Jul 6, 2021 - Health

Physicians will feel pressure as gatekeepers of Aduhelm

Illustration of a question mark hanging off of an IV stand.

Illustration: Aïda Amer/Axios

The FDA's approval of Alzheimer's treatment Aduhelm puts physicians in a difficult position: They hold the prescribing power over a drug that most say is unproven. But desperate patients and families may not know or care about the lack of evidence and will want the prescription anyway.

What they're saying: "The public message has to be clear: This is not a cure, and it's not even clear this is going to make substantial changes to someone's disease course," said Sharon Brangman, an Alzheimer's expert and geriatrician at Upstate University Hospital in New York.

By the numbers: Almost 90% of physicians disagree with the FDA's approval of Aduhelm, and roughly 80% said they will not prescribe it, according to a new Medscape survey of doctors.

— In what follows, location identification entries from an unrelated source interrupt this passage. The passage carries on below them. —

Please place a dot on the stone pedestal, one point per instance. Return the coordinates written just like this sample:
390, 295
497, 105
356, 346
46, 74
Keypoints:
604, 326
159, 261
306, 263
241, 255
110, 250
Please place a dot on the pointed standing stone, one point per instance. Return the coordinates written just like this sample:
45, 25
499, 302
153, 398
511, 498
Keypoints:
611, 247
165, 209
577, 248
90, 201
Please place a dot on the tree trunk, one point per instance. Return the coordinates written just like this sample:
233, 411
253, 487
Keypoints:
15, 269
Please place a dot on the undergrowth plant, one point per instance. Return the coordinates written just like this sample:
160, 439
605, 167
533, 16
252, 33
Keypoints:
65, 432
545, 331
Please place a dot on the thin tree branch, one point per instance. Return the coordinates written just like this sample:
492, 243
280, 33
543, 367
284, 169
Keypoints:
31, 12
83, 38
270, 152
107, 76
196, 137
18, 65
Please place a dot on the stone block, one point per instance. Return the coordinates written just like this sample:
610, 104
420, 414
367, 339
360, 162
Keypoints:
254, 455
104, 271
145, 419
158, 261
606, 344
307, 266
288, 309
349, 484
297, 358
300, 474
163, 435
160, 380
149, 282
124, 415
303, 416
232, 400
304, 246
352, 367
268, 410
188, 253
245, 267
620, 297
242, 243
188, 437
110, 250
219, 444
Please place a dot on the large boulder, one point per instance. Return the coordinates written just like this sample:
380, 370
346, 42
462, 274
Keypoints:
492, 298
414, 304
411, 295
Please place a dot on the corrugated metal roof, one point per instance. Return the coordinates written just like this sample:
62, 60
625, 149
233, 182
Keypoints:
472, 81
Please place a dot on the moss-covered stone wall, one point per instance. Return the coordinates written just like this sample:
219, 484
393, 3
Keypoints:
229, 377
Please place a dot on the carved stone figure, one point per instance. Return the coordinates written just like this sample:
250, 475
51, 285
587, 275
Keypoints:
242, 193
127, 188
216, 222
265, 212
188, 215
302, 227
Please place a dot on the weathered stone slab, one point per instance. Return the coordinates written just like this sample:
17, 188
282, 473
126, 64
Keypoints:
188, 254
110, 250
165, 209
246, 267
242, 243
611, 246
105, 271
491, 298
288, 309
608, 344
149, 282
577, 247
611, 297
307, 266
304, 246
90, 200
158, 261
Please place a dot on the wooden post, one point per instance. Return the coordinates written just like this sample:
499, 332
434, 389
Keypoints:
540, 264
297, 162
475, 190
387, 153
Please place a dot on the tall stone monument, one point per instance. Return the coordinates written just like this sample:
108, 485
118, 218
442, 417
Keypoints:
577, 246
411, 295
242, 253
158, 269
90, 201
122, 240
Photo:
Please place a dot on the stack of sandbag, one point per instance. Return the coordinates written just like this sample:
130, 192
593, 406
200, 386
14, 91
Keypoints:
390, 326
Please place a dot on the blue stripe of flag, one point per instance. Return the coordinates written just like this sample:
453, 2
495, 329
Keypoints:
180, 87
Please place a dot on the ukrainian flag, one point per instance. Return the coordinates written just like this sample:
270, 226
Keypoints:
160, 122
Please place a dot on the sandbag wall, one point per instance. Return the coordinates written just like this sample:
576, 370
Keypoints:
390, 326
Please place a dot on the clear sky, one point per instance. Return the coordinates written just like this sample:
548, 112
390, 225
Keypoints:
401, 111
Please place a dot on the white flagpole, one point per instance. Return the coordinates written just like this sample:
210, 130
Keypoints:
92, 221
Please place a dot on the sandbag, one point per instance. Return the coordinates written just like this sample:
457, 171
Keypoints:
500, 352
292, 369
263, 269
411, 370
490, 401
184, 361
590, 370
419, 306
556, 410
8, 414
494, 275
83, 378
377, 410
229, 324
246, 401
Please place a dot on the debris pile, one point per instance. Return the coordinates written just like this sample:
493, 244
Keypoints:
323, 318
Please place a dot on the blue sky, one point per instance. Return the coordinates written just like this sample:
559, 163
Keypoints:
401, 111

  • At a minimum, doctors believe the FDA's label for Aduhelm is too broad, and the drug should only be for patients who have mild dementia and who have gotten scans showing they have the sticky brain plaques that the drug removes, according to interviews with doctors.

Yes, but: Patients and their family members have been asking about Aduhelm nonstop since the FDA approval.

  • Brangman says her clinic is fielding visits and calls from 40-60 patients per day, and each patient is asking about the drug.
  • Physicians worry that despite how much they educate people about Aduhelm's unproven benefit, risky side effects, and high price, people will push for the prescription.
  • "My mother-in-law has advanced Alzheimer's. Would I give her this medication? Absolutely not," said Marc Gordon, a neurologist and Alzheimer's researcher at Northwell Health in New York. "But will doctors sometimes feel like they're doing something against their better judgment to appease the wishes of patients and families? Probably."
  • Gordon, who believes the drug's approval will lead to "unrealistic expectations," said one of his colleagues in a private neurology practice got "yelled at by a patient's family because they couldn't get the drug the next day."

The other catch: Physicians and hospitals will have a major financial incentive to prescribe the drug.

  • If Medicare covers Aduhelm, it will fall under Medicare Part B.
  • Medicare adds a 6% markup for all Part B drugs, which has long created concerns that providers are prescribing higher-priced drugs to get higher add-on fees.
  • Aduhelm has a list price of $56,000 per year, which would mean thousands of dollars per patient every year just in Medicare add-on fees.
  • And since hospitals and private equity firms increasingly own neurology clinics, "health systems could see this as a new opportunity to bring in revenue and start advertising their memory care," said Joseph Ross, a Yale University physician and researcher who has criticized Aduhelm's approval.

The bottom line: "[Aduhelm] puts physicians in a much more challenging role of walking patients through what to expect," Ross said.